England Christopher G, Huang Justin S, James Kurtis T, Zhang Guandong, Gobin André M, Frieboes Hermann B
Department of Pharmacology & Toxicology, University of Louisville, Louisville, KY, United States of America; James Graham Brown Cancer Center, University of Louisville, Louisville, KY, United States of America.
Department of Medicine, University of Louisville, Louisville, KY, United States of America.
PLoS One. 2015 Jun 5;10(6):e0129172. doi: 10.1371/journal.pone.0129172. eCollection 2015.
Nanoparticle uptake and distribution to solid tumors are limited by reticuloendothelial system systemic filtering and transport limitations induced by irregular intra-tumoral vascularization. Although vascular enhanced permeability and retention can aid targeting, high interstitial fluid pressure and dense extracellular matrix may hinder local penetration. Extravascular diffusivity depends upon nanoparticle size, surface modifications, and tissue vascularization. Gold nanoparticles functionalized with biologically-compatible layers may achieve improved uptake and distribution while enabling cytotoxicity through synergistic combination of chemotherapy and thermal ablation. Evaluation of nanoparticle uptake in vivo remains difficult, as detection methods are limited. We employ hyperspectral imaging of histology sections to analyze uptake and distribution of phosphatidylcholine-coated citrate gold nanoparticles (CGN) and silica-gold nanoshells (SGN) after tail-vein injection in mice bearing orthotopic pancreatic adenocarcinoma. For CGN, the liver and tumor showed 26.5 ± 8.2 and 23.3 ± 4.1 particles/100 μm2 within 10 μm from the nearest source and few nanoparticles beyond 50 μm, respectively. The spleen had 35.5 ± 9.3 particles/100 μm2 within 10 μm with penetration also limited to 50 μm. For SGN, the liver showed 31.1 ± 4.1 particles/100 μm2 within 10 μm of the nearest source with penetration hindered beyond 30 μm. The spleen and tumor showed uptake of 22.1 ± 6.2 and 15.8 ± 6.1 particles/100 μm2 within 10 μm, respectively, with penetration similarly hindered. CGH average concentration (nanoparticles/μm2) was 1.09 ± 0.14 in the liver, 0.74 ± 0.12 in the spleen, and 0.43 ± 0.07 in the tumor. SGN average concentration (nanoparticles/μm2) was 0.43 ± 0.07 in the liver, 0.30 ± 0.06 in the spleen, and 0.20 ± 0.04 in the tumor. Hyperspectral imaging of histology sections enables analysis of phosphatidylcholine-coated gold-based nanoparticles in pancreatic tumors with the goal to improve nanotherapeutic efficacy.

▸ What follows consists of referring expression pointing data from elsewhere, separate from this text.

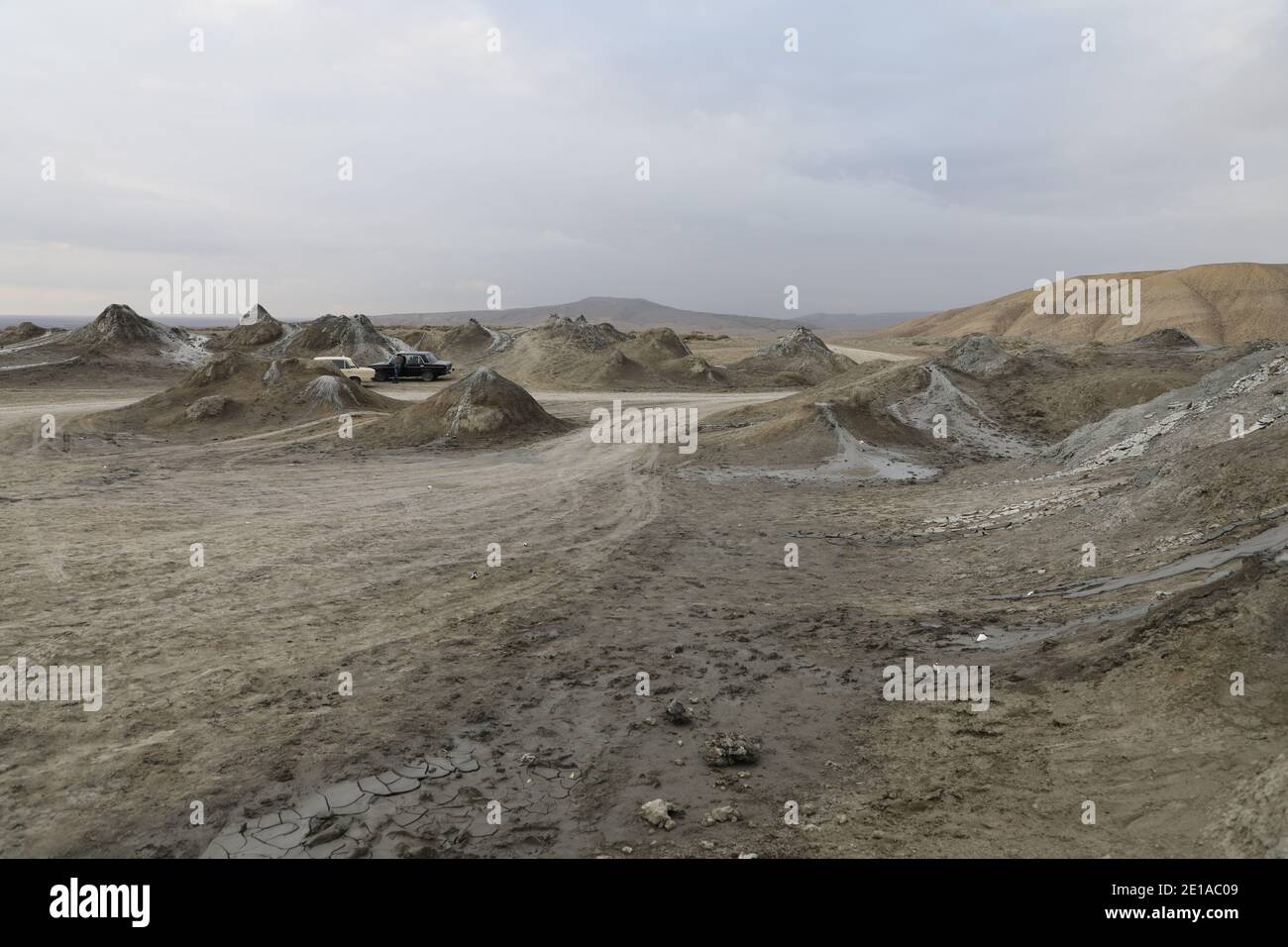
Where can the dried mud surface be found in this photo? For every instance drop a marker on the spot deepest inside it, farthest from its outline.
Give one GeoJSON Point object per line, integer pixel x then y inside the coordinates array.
{"type": "Point", "coordinates": [516, 684]}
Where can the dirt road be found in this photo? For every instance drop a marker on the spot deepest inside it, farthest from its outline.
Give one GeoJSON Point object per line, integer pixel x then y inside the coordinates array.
{"type": "Point", "coordinates": [522, 680]}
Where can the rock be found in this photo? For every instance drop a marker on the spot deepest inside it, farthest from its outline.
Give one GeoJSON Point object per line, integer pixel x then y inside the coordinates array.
{"type": "Point", "coordinates": [210, 406]}
{"type": "Point", "coordinates": [678, 714]}
{"type": "Point", "coordinates": [978, 356]}
{"type": "Point", "coordinates": [722, 813]}
{"type": "Point", "coordinates": [657, 813]}
{"type": "Point", "coordinates": [730, 749]}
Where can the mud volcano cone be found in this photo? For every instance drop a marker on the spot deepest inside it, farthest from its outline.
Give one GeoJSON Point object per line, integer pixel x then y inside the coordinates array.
{"type": "Point", "coordinates": [254, 330]}
{"type": "Point", "coordinates": [799, 357]}
{"type": "Point", "coordinates": [237, 394]}
{"type": "Point", "coordinates": [483, 406]}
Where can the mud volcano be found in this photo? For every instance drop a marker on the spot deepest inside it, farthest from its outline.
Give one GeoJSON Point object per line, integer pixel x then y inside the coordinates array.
{"type": "Point", "coordinates": [798, 359]}
{"type": "Point", "coordinates": [256, 330]}
{"type": "Point", "coordinates": [471, 342]}
{"type": "Point", "coordinates": [338, 335]}
{"type": "Point", "coordinates": [239, 394]}
{"type": "Point", "coordinates": [575, 352]}
{"type": "Point", "coordinates": [481, 407]}
{"type": "Point", "coordinates": [121, 334]}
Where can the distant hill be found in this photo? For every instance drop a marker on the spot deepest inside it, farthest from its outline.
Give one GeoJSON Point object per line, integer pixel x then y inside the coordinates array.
{"type": "Point", "coordinates": [857, 321]}
{"type": "Point", "coordinates": [1214, 303]}
{"type": "Point", "coordinates": [626, 315]}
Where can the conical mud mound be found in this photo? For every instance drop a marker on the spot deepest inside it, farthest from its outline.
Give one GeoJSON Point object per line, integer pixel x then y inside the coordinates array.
{"type": "Point", "coordinates": [254, 330]}
{"type": "Point", "coordinates": [798, 359]}
{"type": "Point", "coordinates": [240, 394]}
{"type": "Point", "coordinates": [339, 335]}
{"type": "Point", "coordinates": [481, 407]}
{"type": "Point", "coordinates": [119, 333]}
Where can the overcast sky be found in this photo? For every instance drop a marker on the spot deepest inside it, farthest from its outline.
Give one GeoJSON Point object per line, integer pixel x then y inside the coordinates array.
{"type": "Point", "coordinates": [518, 167]}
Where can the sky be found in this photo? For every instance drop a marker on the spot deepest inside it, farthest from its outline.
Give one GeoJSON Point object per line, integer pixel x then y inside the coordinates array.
{"type": "Point", "coordinates": [518, 167]}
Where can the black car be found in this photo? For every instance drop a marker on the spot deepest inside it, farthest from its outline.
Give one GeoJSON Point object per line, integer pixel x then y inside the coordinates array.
{"type": "Point", "coordinates": [415, 365]}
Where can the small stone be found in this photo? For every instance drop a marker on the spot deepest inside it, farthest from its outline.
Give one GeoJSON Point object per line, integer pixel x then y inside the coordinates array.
{"type": "Point", "coordinates": [657, 813]}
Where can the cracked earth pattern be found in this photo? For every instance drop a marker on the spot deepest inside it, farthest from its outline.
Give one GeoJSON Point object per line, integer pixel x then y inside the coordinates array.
{"type": "Point", "coordinates": [424, 806]}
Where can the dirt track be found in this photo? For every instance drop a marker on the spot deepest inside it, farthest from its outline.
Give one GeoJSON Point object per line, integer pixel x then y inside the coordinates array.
{"type": "Point", "coordinates": [222, 682]}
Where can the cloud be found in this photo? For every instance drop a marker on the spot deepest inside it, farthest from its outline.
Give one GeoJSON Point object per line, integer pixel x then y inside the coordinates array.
{"type": "Point", "coordinates": [516, 167]}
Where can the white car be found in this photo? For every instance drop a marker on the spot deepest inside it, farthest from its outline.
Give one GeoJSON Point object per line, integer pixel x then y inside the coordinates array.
{"type": "Point", "coordinates": [347, 368]}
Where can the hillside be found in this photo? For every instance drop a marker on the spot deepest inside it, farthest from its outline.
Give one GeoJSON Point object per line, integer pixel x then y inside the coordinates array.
{"type": "Point", "coordinates": [1216, 303]}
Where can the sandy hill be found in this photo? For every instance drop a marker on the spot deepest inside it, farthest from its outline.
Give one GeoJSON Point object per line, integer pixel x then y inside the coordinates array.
{"type": "Point", "coordinates": [236, 394]}
{"type": "Point", "coordinates": [24, 331]}
{"type": "Point", "coordinates": [338, 335]}
{"type": "Point", "coordinates": [575, 352]}
{"type": "Point", "coordinates": [1218, 303]}
{"type": "Point", "coordinates": [481, 407]}
{"type": "Point", "coordinates": [254, 330]}
{"type": "Point", "coordinates": [629, 315]}
{"type": "Point", "coordinates": [798, 359]}
{"type": "Point", "coordinates": [121, 334]}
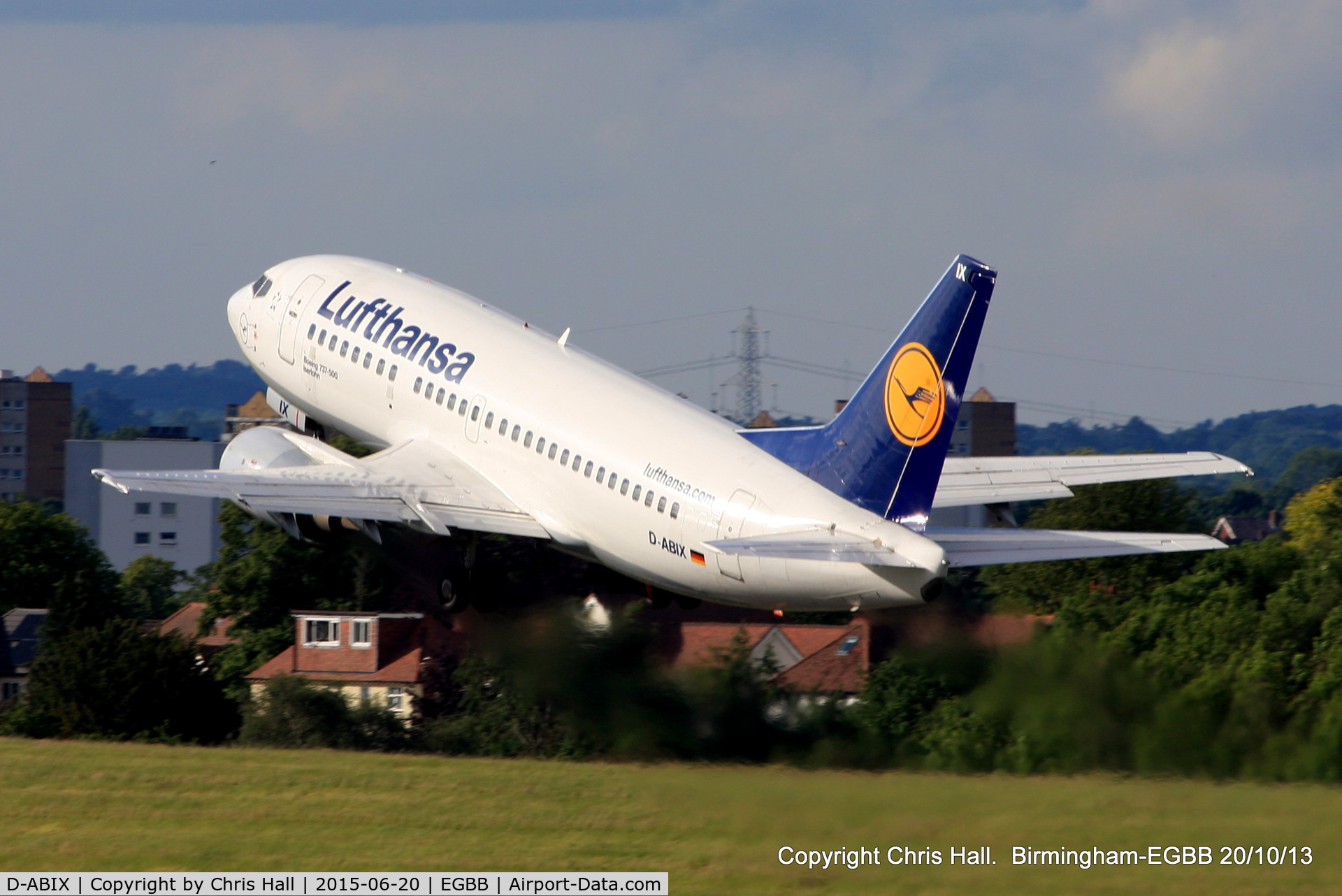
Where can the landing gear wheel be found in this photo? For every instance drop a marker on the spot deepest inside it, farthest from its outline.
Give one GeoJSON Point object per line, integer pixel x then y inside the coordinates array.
{"type": "Point", "coordinates": [454, 600]}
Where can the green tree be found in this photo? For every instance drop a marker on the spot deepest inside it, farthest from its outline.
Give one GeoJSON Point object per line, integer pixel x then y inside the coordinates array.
{"type": "Point", "coordinates": [150, 586]}
{"type": "Point", "coordinates": [50, 561]}
{"type": "Point", "coordinates": [117, 681]}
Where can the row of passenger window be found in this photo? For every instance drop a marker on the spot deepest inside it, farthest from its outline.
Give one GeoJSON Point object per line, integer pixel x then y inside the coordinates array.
{"type": "Point", "coordinates": [353, 356]}
{"type": "Point", "coordinates": [576, 464]}
{"type": "Point", "coordinates": [442, 398]}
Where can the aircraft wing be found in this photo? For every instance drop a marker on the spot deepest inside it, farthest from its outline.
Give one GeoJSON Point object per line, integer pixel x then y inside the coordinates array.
{"type": "Point", "coordinates": [408, 483]}
{"type": "Point", "coordinates": [967, 547]}
{"type": "Point", "coordinates": [993, 481]}
{"type": "Point", "coordinates": [819, 545]}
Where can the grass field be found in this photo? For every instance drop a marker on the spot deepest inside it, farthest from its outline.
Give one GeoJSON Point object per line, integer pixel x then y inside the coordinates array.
{"type": "Point", "coordinates": [74, 807]}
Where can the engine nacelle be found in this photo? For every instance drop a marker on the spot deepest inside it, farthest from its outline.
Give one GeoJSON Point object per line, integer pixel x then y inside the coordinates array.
{"type": "Point", "coordinates": [270, 447]}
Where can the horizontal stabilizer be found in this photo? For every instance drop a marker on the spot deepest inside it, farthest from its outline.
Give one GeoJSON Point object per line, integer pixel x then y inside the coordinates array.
{"type": "Point", "coordinates": [967, 547]}
{"type": "Point", "coordinates": [818, 545]}
{"type": "Point", "coordinates": [993, 481]}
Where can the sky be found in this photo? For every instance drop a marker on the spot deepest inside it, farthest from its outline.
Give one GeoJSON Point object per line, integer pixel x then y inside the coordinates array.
{"type": "Point", "coordinates": [1158, 184]}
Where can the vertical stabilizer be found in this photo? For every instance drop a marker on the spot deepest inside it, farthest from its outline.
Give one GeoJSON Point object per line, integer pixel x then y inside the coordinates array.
{"type": "Point", "coordinates": [885, 449]}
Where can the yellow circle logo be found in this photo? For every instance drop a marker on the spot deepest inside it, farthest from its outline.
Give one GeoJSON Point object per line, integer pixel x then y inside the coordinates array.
{"type": "Point", "coordinates": [914, 398]}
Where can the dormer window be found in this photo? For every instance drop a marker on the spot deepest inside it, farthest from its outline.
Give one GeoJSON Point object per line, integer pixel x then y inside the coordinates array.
{"type": "Point", "coordinates": [321, 632]}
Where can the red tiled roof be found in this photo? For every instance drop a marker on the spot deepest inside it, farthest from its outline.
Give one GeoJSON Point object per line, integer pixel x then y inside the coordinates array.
{"type": "Point", "coordinates": [403, 670]}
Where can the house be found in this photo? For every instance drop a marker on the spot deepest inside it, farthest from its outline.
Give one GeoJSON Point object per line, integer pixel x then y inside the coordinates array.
{"type": "Point", "coordinates": [369, 658]}
{"type": "Point", "coordinates": [1232, 530]}
{"type": "Point", "coordinates": [19, 630]}
{"type": "Point", "coordinates": [187, 624]}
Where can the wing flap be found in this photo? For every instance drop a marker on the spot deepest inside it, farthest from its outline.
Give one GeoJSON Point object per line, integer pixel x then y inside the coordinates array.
{"type": "Point", "coordinates": [814, 545]}
{"type": "Point", "coordinates": [988, 547]}
{"type": "Point", "coordinates": [990, 481]}
{"type": "Point", "coordinates": [410, 482]}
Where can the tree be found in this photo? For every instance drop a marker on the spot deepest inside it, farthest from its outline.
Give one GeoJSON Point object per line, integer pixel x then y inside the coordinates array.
{"type": "Point", "coordinates": [118, 681]}
{"type": "Point", "coordinates": [150, 586]}
{"type": "Point", "coordinates": [50, 561]}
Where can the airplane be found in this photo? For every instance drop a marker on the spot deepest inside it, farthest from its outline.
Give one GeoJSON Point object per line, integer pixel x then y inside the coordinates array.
{"type": "Point", "coordinates": [486, 424]}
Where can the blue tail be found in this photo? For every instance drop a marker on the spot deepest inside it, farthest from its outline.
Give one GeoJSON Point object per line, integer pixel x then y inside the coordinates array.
{"type": "Point", "coordinates": [885, 449]}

纳米颗粒对实体瘤的摄取和分布受到网状内皮系统全身过滤以及肿瘤内不规则血管化所导致的转运限制。尽管血管的高通透性和滞留效应有助于靶向作用,但高组织间液压力和致密的细胞外基质可能会阻碍局部渗透。血管外扩散率取决于纳米颗粒的大小、表面修饰以及组织血管化情况。用生物相容性层功能化的金纳米颗粒可能会实现更好的摄取和分布,同时通过化疗与热消融的协同组合实现细胞毒性。由于检测方法有限,体内纳米颗粒摄取的评估仍然困难。我们采用组织学切片的高光谱成像来分析在患有原位胰腺腺癌的小鼠尾静脉注射磷脂酰胆碱包被的柠檬酸盐金纳米颗粒(CGN)和二氧化硅 - 金纳米壳(SGN)后的摄取和分布情况。对于CGN,在距离最近来源10μm范围内,肝脏和肿瘤分别显示26.5±8.2和23.3±4.1个颗粒/100μm²,而在50μm以外几乎没有纳米颗粒。脾脏在10μm范围内有35.5±9.3个颗粒/100μm²,渗透也限于50μm。对于SGN,在距离最近来源10μm范围内,肝脏显示31.1±4.1个颗粒/100μm²,在30μm以外渗透受阻。脾脏和肿瘤在10μm范围内分别显示摄取22.1±6.2和15.8±6.1个颗粒/100μm²,渗透同样受阻。CGN在肝脏中的平均浓度(纳米颗粒/μm²)为1.09±0.14,在脾脏中为0.74±0.12,在肿瘤中为0.43±0.07。SGN在肝脏中的平均浓度(纳米颗粒/μm²)为0.43±0.07,在脾脏中为0.30±0.06,在肿瘤中为0.20±0.04。组织学切片的高光谱成像能够分析胰腺肿瘤中磷脂酰胆碱包被的金基纳米颗粒,目标是提高纳米治疗效果。